Birunda Chelliah – PLOTCON 2016

Post written by Birunda Chelliah:

Thanks to the complimentary pass from WiMLDS, I was able to attend the PLOTCON 2016 Conference, which took place in New York City from November 15 to 18. The conference focused on data visualization techniques, tools, and methods using open source data science languages (R/Python/ MATLAB/Julia). The talks were organized into four days with broad topic areas: Journalism & Web Tech, The Enterprise & Productization, Open Vis in Python, and Open Viz in R.

Apart from unanimously agreeing that pie charts are poor visualizations, the talks ranged from simple but important topics, like Eduardo Arino de la Rubia’s talk on ‘23 visualizations and when to use them’, to advanced materials such as the talk by Mike Williams on text analysis.  All speakers provided as much context as possible and explained how they used certain tools to develop visualizations or solve a data challenge. While it was not possible to learn a particular code or technique within 30 minutes, these talks curated potential data tool libraries/packages and inspired the audience to explore and eventually master some of these tools in one’s own data analysis work.

The two speakers I found particularly interesting on Day 1 focused on text analysis visualizations. The first speaker, Irene Ros, presented on ‘Text is Data! Analysis and visualization methods’ using Python’s NLTK library to analyze Alice in Wonderland as a single document. She covered the basics of data cleaning and different text analysis tools/methods such as simple word count, classifier, and topic modeling. As a novice in text analysis, this talk was very useful in that it provided a quick and dirty summary of text analysis techniques, visualizations, and real-world applications.  One of the main takeaways from her talk was the balance between context and extreme data cleaning.

On a similar topic, Mike William, another speaker, discussed ‘Beyond the word cloud: New Approaches for next summarization’. His statement that “A document is not a collection of words, it is a collection of ideas” really resonated with me. The talk emphasized that word clouds are rudimentary tools that do not fully capture the main ideas and themes of a document. He also touched upon topic modeling, a process of grouping collections of words that co-occur, as a better approach for text analysis using an example of Amazon book reviews. Essentially, the key message the speaker imparted was that text analysis should be able to reduce a large document to identify a unique collection of topics without losing the meaning of the document.

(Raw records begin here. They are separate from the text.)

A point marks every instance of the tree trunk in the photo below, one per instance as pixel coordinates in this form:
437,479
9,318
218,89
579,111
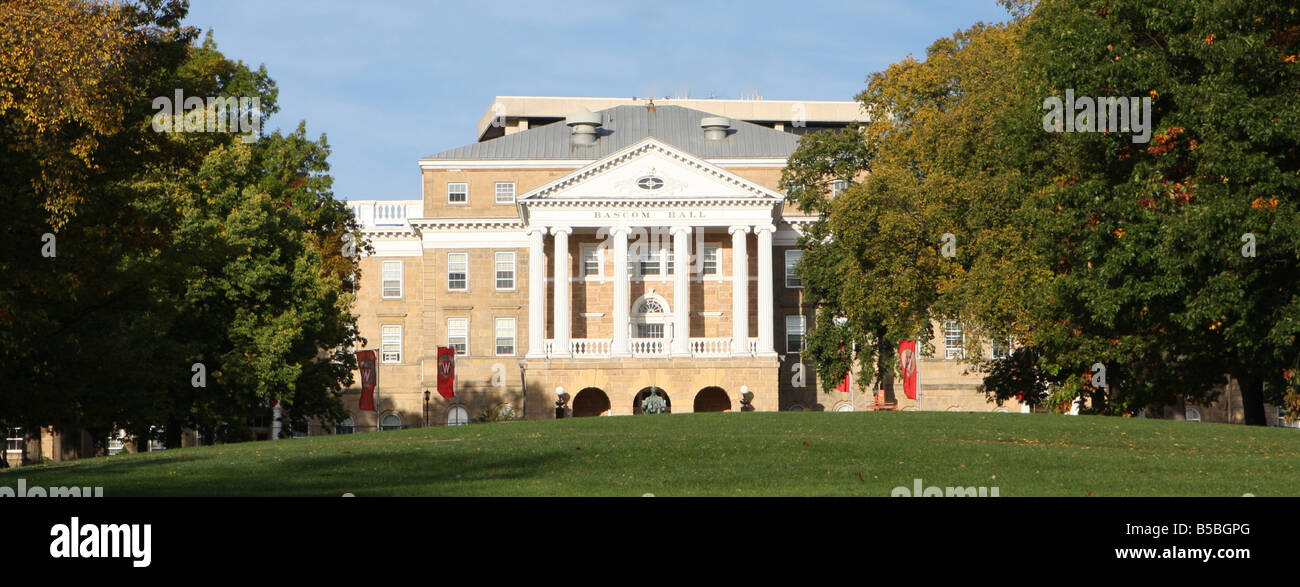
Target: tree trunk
1252,399
172,434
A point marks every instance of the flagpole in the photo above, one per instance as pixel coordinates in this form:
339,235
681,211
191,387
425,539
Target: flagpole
915,356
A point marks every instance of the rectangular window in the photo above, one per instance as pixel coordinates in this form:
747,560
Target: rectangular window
458,335
505,270
13,442
592,259
390,343
794,327
505,192
650,262
954,340
458,194
505,337
713,261
1001,348
391,278
458,272
792,259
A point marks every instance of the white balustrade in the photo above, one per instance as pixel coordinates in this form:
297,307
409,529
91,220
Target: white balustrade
590,347
649,346
714,347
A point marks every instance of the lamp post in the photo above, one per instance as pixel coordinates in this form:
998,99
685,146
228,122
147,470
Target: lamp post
523,385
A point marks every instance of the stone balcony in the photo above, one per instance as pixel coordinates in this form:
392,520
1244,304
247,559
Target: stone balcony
651,348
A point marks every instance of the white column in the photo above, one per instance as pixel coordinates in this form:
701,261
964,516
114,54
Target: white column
620,291
562,318
536,292
681,290
765,288
740,291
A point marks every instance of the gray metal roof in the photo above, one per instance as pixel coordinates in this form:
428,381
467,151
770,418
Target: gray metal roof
623,126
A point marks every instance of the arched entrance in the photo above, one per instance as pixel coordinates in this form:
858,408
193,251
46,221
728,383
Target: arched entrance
644,394
590,401
713,399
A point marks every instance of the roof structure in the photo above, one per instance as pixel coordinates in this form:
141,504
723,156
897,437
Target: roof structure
624,126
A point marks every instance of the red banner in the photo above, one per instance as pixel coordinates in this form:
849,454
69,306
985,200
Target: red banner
365,361
908,361
447,372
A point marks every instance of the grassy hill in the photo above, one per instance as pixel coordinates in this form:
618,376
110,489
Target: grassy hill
720,455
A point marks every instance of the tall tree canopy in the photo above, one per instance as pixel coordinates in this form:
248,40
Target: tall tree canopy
131,255
1092,249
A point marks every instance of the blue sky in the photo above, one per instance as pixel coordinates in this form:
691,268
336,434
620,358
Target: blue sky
390,82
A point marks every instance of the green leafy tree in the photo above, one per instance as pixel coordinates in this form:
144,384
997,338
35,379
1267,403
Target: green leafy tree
1149,277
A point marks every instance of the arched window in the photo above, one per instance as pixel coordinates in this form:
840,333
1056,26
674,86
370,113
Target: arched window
650,317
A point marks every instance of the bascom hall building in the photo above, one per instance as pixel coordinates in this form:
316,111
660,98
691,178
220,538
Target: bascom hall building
594,249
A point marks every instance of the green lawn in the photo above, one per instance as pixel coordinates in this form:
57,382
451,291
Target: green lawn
744,455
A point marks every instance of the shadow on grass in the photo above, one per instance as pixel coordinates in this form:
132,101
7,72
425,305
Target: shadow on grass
299,475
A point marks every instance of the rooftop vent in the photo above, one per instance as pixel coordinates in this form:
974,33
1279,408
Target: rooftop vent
583,124
715,127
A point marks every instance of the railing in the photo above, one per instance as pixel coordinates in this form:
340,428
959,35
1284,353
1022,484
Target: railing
386,212
589,347
641,347
650,347
718,347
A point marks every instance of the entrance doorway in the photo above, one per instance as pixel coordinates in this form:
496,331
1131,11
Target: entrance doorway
590,401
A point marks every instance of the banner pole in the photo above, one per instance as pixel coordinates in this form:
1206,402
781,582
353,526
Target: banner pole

Day 4 was my personal favorite as it included everything R! One particular speaker who really stood out was Jenny Bryan, a Professor at the University of British Columbia. She presented on Data Rectangling, — aka Data Wrangling – a task that typically takes more time than the actual analysis or visualization.  Her talk recommended keeping all data wrangling activities within a dataframe instead of leaving them as floating vectors. I personally found Ms. Bryan’s presentation fascinating as she took a unique spin on the conference’s overarching theme of visualization by using LEGOs to visualize challenging data structures such as nested lists within dataframes. She illustrated how to iterate functions over multiple columns using the Purrr library. Overall, her presentation was very engaging especially as she was able to explain complex problems using very simple examples.

Overall, I found this conference to be an eye-opening experience especially as a non-programmer from the applied social research field. There was an outstanding set of speakers who spoke about their unique experiences solving ongoing data issues.  In addition, there was plenty of time during lunch to network with people from diverse fields. Lastly, an unlimited coffee supply never hurts anyone!

All the talks are now available online and the presentation materials will also shortly be available. Some materials can already be found in the speakers’ GitHub accounts. I would highly recommend going through some of the talks!